More than 30 cars and 70 years of automotive history pulled out of the News-Journal Center's parking lot Friday morning.
The classic-car aficionados were driving in the Fields Classic Motorsports Tour, a group drive from Daytona Beach to St. Augustine. The tour marks the start of today's Art of the Automobile -- A Lifestyle Event, now in its second year in downtown Daytona Beach.
"We see it as a nice little kickoff to the event," said Matt Hoffman, organizer of the tour.
Hoffman, of Fields BMW of Daytona, said he hopes to see the tour become an annual car rally.
The cars ranged in age from a 1939 Ford Deluxe, hot-rodded up in red with yellow flames, to the lead car, a sleek 2012 Fisker Karma hybrid. They ranged in muscle from a clutch of burly, candy-colored Corvettes from the '60s through the '80s to a bronze 1976 AMC Pacer.
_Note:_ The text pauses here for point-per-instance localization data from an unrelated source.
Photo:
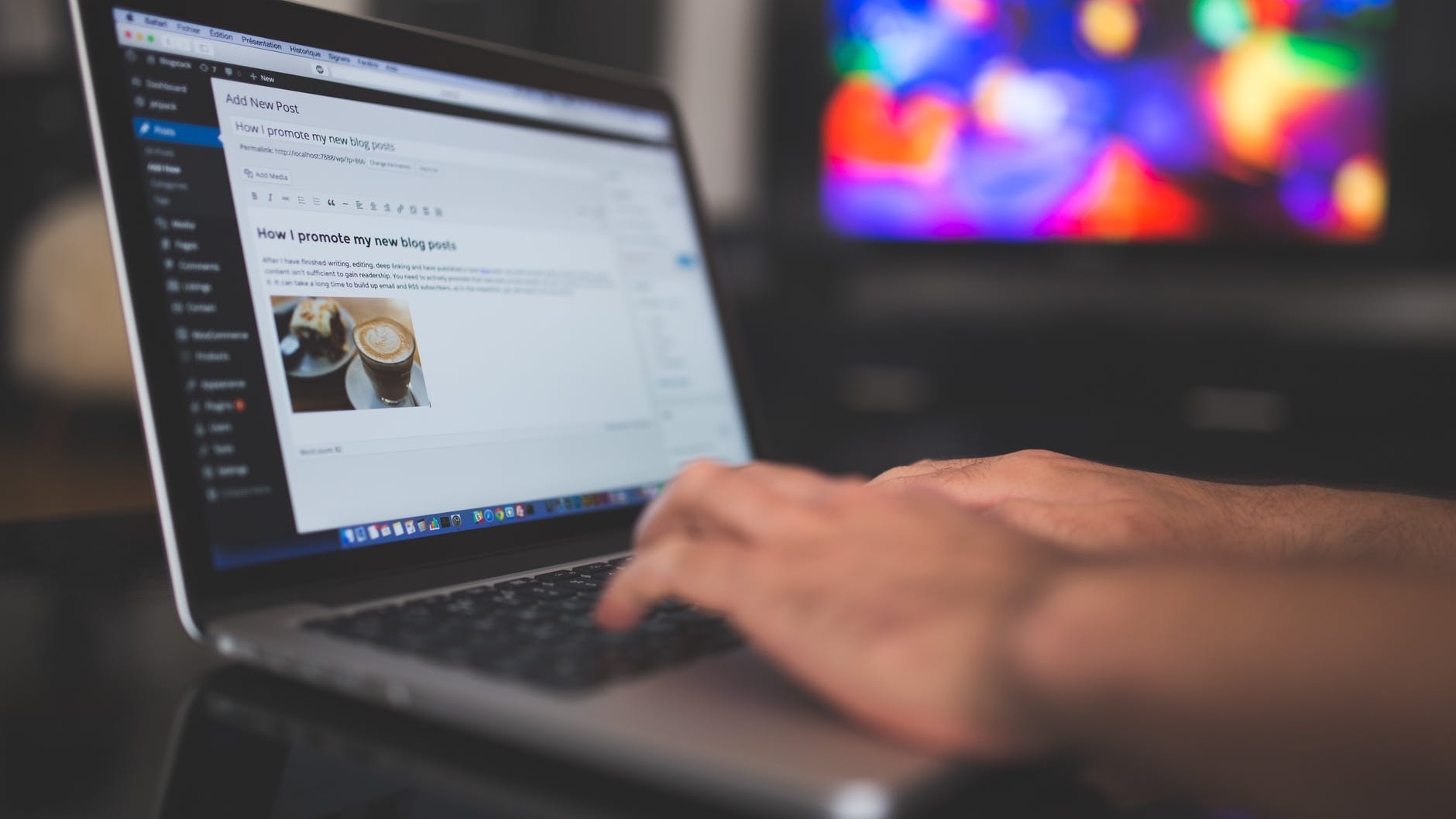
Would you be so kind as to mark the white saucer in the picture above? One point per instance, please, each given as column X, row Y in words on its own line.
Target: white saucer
column 363, row 397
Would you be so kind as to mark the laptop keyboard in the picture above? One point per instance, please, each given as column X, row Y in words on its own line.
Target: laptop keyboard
column 537, row 630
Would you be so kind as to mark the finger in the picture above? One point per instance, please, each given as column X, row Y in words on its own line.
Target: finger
column 744, row 503
column 705, row 572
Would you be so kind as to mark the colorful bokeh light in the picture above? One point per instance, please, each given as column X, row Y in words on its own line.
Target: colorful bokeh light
column 1108, row 120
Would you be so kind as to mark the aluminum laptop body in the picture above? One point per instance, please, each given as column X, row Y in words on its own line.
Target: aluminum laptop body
column 410, row 317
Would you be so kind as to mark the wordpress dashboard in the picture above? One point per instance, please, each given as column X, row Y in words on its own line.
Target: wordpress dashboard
column 437, row 293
Gill Pepitone, Coral Springs, said the oft-maligned economy car has only 40,000 miles on it and sees the tour as a shakedown run for a planned summer cross-country trip.
The longest, widest, most-photographed car was a red-and-white 1960 Buick LaSabre convertible belonging to Tony Cassata of Ormond Beach.
"There's more steel in the front fender of this car than there is the whole of a 2012 car," he said. Restoring it was a two-year labor of love.
Cassata said he was looking forward to driving the car to St. Augustine with the top down all the way. "You wouldn't believe how this car drives," he said. "It floats."
After the tour, many of the car buffs dressed up and returned to the News-Journal Center to party with other car enthusiasts at the Thunder Ball gala. A crew from "Muscle Car Workout" was slated to film at the event.